Shock as Swiss Bank weakens currency
A dramatic move by the Swiss Central Bank to weaken its currency has sent shockwaves through currency markets as worries over the health of the world's economy intensify.
The Swiss National Bank (SNB) said it would buy "unlimited quantities" of foreign currency in an effort to drive down the value of the Swiss Franc, a currency that has surged 20% since the start of the year.
The announcement did just that, immediately devaluing the region's currency and driving up the value of the euro, a move that should aid exporters from Northern Ireland if it lasts.
Behind the bank's move - described as unprecedented by currency traders - is the fact investors have been rushing to buy the Swiss currency over the last few months to protect against the second wave of financial turmoil that has gripped some of the world's largest economies.

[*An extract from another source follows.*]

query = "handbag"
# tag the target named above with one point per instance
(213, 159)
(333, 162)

Its safe haven status meant the value of the Swiss currency climbed from around 1.30 francs/euro earlier in the year to near parity at one stage over the last few weeks.
While revelling in its relatively resilient economy, the move put the country's exporters at a disadvantage and could have endangered its longer-term recovery. A strong Swiss franc means buyers using other currencies have to pay more for Swiss products.
"The current massive overvaluation of the Swiss franc poses an acute threat to the Swiss economy and carries the risk of a deflationary development," the Swiss National Bank said in a statement. "The Swiss National Bank is therefore aiming for a substantial and sustained weakening of the Swiss franc. With immediate effect, it will no longer tolerate a EUR/CHF exchange rate below the minimum rate of 1.20 francs."
While the bank's move helped boost the Swiss stock market, jitters over the state of sovereign debt in Europe and the US economy sent bank shares around the world lower despite a more positive performance by some of the main indexes.
US shares were particularly hard-hit as investors feared lenders face a growing list of lawsuits due to problem mortgages.
But it is the fragility of the European sovereign debt that is at the forefront of investors' minds with contagion from Greece's precarious situation weighing heavy.
"There's a sense that there's no lifeboat out there," said Paul Atkinson from Aberdeen Asset Management.